Печальный, обескураженный возвращался я домой. Вдруг вижу толпу людей: в середине едет на караковом муле абиссинский начальник, перед ним ведут громадного серого мула, широкого, рослого, как лошадь, под богатым седлом, в расписной уздечке, под попоной. Я невольно залюбовался на этого мула. Мне бы такого! думал я.
— «Геза? (купишь?)» обратился ко мне тысяченачальник.
Ладно, думаю, «геза», — если на базаре за плохеньких мулов просили 100 талеров, так к такому-то и приступа не будет! Однако спросил: «сынты быр?» (сколько талеров?).
— «Семьдесят».
Я и торговаться не стал. Посмотрел зубы — пять лет, ноги целые, шаг громадный, проезд удивительный. Вынул деньги и отдал. Мул оказался строгий, пугливый, но сильный и крепкий. Седлать было трудно, но зато ехать легко и приятно.
— «Мне Менелик другого подарит», сказал тысяченачальник.
— «А разве это его подарок? »
— «Да, он мне его сегодня подарил».
На другой день стали приводить мулов. Приводили целыми десятками, но таких, как эта серая кобыла, названная мною в честь полковой казенной лошади «Липой» — не было. Купил мохнача, ширококостного мерина, неказистого с виду, но очень сильного, — окрестили его «Медведем «; переводчик Iohannes продал мне гнедого мерина круглого как огурчик, хорошо выкормленного и сильного, — названного мною «Репешком», да одного мула, вороной масти, мне дал до Харара полковник А-ов.
Итак мой караван был готов. Я хотел ехать с одним слугою, но пробная мобилизация показала, что с одним слугою будет много возни со вьючкой и я решил взять второго, пешего.
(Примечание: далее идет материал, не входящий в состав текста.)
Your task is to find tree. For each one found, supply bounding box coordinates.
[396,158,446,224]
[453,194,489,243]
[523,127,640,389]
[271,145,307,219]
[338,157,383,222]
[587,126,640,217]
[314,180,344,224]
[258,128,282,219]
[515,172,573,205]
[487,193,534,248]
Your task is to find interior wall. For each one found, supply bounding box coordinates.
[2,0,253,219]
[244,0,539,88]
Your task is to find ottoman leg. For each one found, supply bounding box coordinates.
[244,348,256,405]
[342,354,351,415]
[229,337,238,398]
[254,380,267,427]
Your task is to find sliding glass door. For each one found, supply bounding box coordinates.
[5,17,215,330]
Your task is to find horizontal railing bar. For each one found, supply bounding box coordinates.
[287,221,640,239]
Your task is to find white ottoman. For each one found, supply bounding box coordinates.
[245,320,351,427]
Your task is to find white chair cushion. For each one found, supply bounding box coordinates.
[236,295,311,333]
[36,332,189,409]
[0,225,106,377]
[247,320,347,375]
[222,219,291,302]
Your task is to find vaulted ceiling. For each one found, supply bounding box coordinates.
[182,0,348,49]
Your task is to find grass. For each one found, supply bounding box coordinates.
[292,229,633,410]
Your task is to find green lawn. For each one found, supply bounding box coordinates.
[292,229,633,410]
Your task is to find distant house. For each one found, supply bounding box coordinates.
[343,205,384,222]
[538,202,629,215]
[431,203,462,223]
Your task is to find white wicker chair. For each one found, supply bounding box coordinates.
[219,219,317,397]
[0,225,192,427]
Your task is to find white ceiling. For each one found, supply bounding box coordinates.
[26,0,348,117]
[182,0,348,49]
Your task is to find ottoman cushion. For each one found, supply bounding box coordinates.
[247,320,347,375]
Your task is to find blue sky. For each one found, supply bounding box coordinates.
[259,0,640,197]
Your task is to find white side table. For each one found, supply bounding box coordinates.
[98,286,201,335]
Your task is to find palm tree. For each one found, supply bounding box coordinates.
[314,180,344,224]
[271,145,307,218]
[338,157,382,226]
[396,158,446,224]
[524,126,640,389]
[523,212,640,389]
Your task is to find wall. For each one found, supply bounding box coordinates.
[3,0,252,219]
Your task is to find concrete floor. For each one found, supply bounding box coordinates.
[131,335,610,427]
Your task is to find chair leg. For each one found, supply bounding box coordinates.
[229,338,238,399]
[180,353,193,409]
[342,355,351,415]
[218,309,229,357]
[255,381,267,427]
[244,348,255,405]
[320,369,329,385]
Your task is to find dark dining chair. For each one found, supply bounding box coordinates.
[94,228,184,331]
В субботу, 28-го февраля была джигитовка, в понедельник, 2-го марта, я по приказанию начальника миссии сдал конвой поручику Ч-кову, закончил отчеты, выдал казакам деньги и был совершенно готов к выступлению. Задержка была за письмом Менелика. Оно было дано для перевода m-sieur Ильгу и он его еще не прислал. На вечер 2-го марта мы, все офицеры, были приглашены на обед к посланнику. В уютной палатке тихо и мирно пообедали, прислушиваясь к грому, то и дело перекатывавшемуся в горах; не обошлось дело без тостов, пожеланий; давали письма, поручения, посылки. Разошлись около 10-ти часов вечера. Перевода все еще не было. Я должен был выехать в 3 часа ночи, но если перевода не будет, то мой отъезд откладывался на четверг 5-е марта.